Loin de la note de passage

La note moyenne chez les Québécois dépasse à peine 38 %. Les autres Canadiens ne sont pas meilleurs. Les résultats s’améliorent chez les répondants les plus âgés, chez les plus scolarisés et chez ceux dont les revenus sont les plus élevés, mais aucune de ces sous-catégories ne frôle la note de passage de 50 %. 

Bien peu de gens connaissent la différence entre les différents types de régimes de retraite d’employeur, une portion importante des futurs retraités confond toujours les caractéristiques du CELI et du REER. 

Le fonctionnement du Régime de rentes du Québec demeure nébuleux pour beaucoup de Québécois tandis que les mécanismes de la pension de la Sécurité de la vieillesse et, surtout, du Supplément de revenu garanti (SRG) semblent un mystère pour une vaste majorité de gens.

L’impact sur la retraite  

Bernard Morency, actuaire et professeur associé à HEC Montréal, se désole des résultats. 

Il est convaincu qu’une meilleure connaissance de notre système de retraite permettrait aux Québécois de mieux préparer leur retraite.

« Il y a des gens qui s’inquiètent au sujet de leur retraite et qui ne le devraient pas, mais il y a des gens qui ne s’en soucient pas et qui le devraient », dit-il.

Notre système de retraite permet aux gens à faible revenu de facilement maintenir leur niveau de vie à la retraite, fait-il remarquer.

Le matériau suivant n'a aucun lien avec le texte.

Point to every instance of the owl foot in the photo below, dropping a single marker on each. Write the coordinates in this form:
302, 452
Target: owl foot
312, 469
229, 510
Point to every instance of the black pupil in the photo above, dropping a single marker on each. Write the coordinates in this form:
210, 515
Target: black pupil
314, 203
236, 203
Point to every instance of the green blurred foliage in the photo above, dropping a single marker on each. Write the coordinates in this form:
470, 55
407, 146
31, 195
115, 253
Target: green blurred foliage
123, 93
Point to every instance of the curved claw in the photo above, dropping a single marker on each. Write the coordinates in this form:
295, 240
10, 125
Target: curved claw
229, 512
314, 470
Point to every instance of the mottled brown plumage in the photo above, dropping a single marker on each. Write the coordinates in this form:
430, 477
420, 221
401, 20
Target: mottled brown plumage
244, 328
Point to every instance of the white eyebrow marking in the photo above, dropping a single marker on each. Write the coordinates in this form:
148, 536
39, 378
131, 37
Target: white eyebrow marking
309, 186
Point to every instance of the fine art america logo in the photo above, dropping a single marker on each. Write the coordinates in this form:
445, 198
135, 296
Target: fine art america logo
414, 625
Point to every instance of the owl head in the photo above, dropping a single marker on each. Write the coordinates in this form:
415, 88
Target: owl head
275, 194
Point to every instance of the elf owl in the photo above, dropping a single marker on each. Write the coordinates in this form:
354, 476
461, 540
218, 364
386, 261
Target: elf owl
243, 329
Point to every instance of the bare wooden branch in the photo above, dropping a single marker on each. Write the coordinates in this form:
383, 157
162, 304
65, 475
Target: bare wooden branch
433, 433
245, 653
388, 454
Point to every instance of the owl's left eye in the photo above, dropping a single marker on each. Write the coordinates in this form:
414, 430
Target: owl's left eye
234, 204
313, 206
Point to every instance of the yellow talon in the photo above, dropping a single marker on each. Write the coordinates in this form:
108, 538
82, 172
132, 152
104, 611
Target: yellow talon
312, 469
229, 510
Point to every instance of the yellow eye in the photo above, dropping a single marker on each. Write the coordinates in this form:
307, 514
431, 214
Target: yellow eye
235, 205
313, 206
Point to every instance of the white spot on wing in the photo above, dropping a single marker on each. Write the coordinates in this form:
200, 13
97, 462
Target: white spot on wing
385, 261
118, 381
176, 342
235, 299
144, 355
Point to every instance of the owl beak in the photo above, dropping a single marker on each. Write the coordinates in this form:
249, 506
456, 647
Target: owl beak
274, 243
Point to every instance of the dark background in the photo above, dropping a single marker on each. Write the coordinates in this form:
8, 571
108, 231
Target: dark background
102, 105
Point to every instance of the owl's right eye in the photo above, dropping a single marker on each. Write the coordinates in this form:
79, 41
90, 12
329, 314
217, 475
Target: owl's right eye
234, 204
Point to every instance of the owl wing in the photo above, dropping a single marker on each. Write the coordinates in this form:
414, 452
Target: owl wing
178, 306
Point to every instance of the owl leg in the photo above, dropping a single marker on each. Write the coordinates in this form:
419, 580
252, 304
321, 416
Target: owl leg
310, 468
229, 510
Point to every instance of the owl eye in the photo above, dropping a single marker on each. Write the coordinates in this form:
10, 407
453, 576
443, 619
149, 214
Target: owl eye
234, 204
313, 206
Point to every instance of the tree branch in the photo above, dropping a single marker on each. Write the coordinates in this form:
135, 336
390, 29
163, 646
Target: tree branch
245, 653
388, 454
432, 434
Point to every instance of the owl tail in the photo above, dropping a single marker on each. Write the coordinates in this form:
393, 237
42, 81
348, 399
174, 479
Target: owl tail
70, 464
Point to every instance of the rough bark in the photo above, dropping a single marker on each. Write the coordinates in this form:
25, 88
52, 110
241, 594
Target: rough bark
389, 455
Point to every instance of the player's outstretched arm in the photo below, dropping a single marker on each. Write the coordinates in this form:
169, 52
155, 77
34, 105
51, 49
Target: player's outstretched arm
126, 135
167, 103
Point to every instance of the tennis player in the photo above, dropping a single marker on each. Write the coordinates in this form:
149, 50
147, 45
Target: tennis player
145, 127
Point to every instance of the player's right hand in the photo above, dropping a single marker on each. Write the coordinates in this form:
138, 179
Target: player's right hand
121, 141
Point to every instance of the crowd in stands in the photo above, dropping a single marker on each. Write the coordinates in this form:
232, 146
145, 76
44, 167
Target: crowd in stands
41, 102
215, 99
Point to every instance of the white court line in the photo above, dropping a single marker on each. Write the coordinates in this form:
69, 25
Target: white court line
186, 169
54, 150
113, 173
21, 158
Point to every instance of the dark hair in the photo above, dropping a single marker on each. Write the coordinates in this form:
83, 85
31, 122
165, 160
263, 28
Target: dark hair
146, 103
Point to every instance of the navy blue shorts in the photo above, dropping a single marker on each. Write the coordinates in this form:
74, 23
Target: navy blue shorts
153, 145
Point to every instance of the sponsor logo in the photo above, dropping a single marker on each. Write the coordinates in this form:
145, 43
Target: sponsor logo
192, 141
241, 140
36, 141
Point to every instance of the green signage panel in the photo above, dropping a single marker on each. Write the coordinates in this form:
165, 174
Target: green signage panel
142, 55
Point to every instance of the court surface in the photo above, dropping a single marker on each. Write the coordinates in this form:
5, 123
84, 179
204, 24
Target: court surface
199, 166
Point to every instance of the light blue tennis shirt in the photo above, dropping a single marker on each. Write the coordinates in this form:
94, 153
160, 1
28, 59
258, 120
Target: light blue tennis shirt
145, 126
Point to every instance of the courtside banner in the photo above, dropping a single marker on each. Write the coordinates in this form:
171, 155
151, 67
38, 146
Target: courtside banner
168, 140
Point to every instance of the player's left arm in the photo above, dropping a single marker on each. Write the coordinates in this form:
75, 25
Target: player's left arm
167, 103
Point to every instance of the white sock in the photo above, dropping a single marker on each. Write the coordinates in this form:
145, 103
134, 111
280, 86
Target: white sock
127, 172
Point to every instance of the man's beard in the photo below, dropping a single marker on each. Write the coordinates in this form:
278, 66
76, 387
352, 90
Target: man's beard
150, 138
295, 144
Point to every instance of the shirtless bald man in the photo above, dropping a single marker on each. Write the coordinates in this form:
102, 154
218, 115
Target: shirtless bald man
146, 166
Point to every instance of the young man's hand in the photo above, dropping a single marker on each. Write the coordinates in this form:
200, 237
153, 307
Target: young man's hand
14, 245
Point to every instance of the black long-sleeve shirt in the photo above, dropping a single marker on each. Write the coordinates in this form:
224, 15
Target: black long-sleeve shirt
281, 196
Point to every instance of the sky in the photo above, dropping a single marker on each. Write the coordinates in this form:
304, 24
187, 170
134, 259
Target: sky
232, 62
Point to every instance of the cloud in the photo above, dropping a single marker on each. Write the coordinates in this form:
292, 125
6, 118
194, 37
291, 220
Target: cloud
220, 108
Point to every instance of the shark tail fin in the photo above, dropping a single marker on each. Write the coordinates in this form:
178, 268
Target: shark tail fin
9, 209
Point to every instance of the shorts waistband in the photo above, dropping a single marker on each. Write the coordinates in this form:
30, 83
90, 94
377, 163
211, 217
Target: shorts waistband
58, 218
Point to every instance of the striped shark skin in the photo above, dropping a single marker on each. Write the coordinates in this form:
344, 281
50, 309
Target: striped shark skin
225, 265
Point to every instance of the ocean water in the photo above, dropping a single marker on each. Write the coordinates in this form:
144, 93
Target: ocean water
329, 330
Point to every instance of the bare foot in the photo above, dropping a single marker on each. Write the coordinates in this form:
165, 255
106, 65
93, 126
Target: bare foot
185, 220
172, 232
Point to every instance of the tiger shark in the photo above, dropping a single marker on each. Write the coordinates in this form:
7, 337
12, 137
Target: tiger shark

Les personnes les plus susceptibles de subir une baisse douloureuse de train de vie, selon lui, sont celles qui gagnent entre 50 000 $ et 80 000 $.

« S’ils n’ont pas de régime de retraite d’employeur et n’épargnent pas, ils vont sentir passer la baisse de leurs revenus à la retraite, ils ne la trouveront pas drôle. » Cela représente beaucoup de monde.

L’actuaire reconnaît que les sources d’information sur le système de retraite abondent. 

« Mais on voit que l’information ne se rend pas. Le meilleur moyen d’atteindre les gens, c’est de les informer dans leur milieu de travail. »


Voici les informations minimums que devraient connaître un Québécois sur notre système de retraite, selon Bernard Morency :  

-Le RRQ remplace 25 % des revenus de travail.  

-Le montant de la pension de la Sécurité de la vieillesse, 613 $/mois en 2020.  

-À partir de 40 000 $ de revenus, mieux vaut mettre un peu d’argent de côté pour la retraite. Sous ce seuil, ça ne vaut pas la peine, les régimes publics de retraite prendront le relais et compenseront en large partie.